Doing Your TV Math
Ever since exit-pollsters discovered a significant chunk of voters were casting their ballots based on which candidate stood for moral values - and most of those who chose that reason for their vote said they picked Republicans - the Hollywood crowd has tried to pick the idea apart, as conflicted, even ridiculous.
The anything-goes gang is suggesting we live in a pretty hypocritical country if we can profess our desire for moral leadership and make our number-one smash on television the ABC smut soap "Desperate Housewives." When the red states profess a great concern for moral values and then embrace sleazy shows, that's hypocrisy, is it not?
No, it's not. The argument is disingenuous. Television today is so splintered, with so many choices, that a hit show - even a number one show - doesn't translate into broad (and never mind majority) appeal. "Desperate Housewives" attracts less than 25 million viewers a week. Out of an estimated U.S. population of 290 million people, that's less than one in ten Americans that cares for this allegedly massive hit show. That fraction of the country is a very lucrative fraction for ABC and its advertisers, but political and pop-culture theorists are drawing wild conclusions about an America riddled with hypocrisy with some rather addled mathematics.
By the same token, a show like NBC's "Will and Grace" is ranked 20th so far this season, averaging about 15 million viewers. That's very good ratings for a TV show these days, but it's awfully flimsy to take those 15 million Americans - five percent of the population - and say, voila, America favors gay marriage.

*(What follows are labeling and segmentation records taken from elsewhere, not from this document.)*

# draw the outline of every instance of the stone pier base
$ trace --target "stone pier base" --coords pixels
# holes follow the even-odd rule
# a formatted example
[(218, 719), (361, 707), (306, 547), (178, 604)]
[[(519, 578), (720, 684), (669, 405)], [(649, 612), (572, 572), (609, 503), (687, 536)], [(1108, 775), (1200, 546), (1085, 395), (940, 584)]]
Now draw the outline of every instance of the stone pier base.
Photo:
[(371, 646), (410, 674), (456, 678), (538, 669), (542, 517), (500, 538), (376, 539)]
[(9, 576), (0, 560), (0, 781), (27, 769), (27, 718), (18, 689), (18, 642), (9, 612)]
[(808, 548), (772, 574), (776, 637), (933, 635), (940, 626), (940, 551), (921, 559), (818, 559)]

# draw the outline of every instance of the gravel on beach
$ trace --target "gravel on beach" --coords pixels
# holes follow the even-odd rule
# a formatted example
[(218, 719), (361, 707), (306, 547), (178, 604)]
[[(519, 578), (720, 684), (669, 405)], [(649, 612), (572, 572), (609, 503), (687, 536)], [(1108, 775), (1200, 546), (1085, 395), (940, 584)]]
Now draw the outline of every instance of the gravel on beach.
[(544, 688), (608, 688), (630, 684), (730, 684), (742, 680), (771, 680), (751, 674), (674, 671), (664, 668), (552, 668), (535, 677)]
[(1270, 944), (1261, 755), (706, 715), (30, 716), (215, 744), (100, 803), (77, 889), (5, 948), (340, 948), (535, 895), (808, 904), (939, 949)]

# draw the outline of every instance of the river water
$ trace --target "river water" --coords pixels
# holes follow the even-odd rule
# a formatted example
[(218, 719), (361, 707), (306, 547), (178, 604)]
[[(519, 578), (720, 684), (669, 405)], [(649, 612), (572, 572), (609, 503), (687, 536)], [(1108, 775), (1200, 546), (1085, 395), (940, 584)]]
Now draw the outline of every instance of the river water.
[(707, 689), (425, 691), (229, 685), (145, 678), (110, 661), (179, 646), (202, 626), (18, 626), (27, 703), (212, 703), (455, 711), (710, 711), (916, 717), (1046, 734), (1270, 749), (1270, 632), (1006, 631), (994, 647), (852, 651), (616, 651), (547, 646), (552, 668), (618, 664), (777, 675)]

Hollywood can write a saucy show with all of its creativity aimed at the collective crotch, and make buckets of money. But the numbers prove that a vast majority of the public does not applaud when they push every envelope, erode every decency, mock every moral standard. Hollywood, unfortunately, couldn't care less. Millions can write and call Hollywood in opposition, and nothing happens. Hollywood has made it clear that their La La Land hot-tub programming tastes are not up for debate. Like it, or lump it, but the sleaze parade will continue, so long as a buck can be made. So those millions have learned to send their letters and calls instead to Washington, which seems to be the only way to get Hollywood's attention.
Now the defenders of sleaze are trying to manufacture the mathematics in Washington, too. The fashionable pundit on all this right now - recited by every libertine columnist from the New York Times to Newsweek - is the former TV Guide critic Jeff Jarvis, now fulminating on a web site called Buzzmachine.com. Jarvis tried to earn his math spurs this fall by asserting that he filed a Freedom of Information Act request with the FCC on the fined Fox show "Married by America." Of the 159 complaints he said he was sent, only three count - because there were two original letter writers and the rest followed the form of a complaint from the Parents Television Council.
Perhaps Mr. Jarvis doesn't know this, but I know this, and will charge here publicly: the FCC is lying in a deliberate attempt to mislead the public. There were not just 159 complaints on this very smutty Fox show that featured simulated oral sex, breast-kissing, and other sexual antics on prime time broadcast television. The FCC has been awash in thousands of complaints, in faxes, e-mails, phone calls.
How do I know this? Because I know of over 4,000 PTC members who filed formal complaints on this program. Because I can assume many more non-PTC members complained. And because sources inside the FCC itself have confirmed this to me.
The FCC is saying officially that if an organization mobilizes its members to complain, and ten, or 100, or 10,000 people complain, it is only one complaint. FCC boss Michael Powell earlier this year issued the greatest insult of all when he labeled those who file grievances - the very taxpayers who pay his salary - as producers of "spam." Congress needs to step in, exercising its oversight responsibilities to investigate a federal agency that is complicit in an effort to thwart the public will.
But I suspect Mr. Jarvis knows this. And Mr. Jarvis knows this, too: the networks have a legal obligation to conform to community standards. There is not a single, solitary community in America today that countenances as acceptable placing sexual raunch like that found in "Married by America" in front of children in prime time. It is a reason why many people stated on November 2 that their greatest concern was the assault on moral values.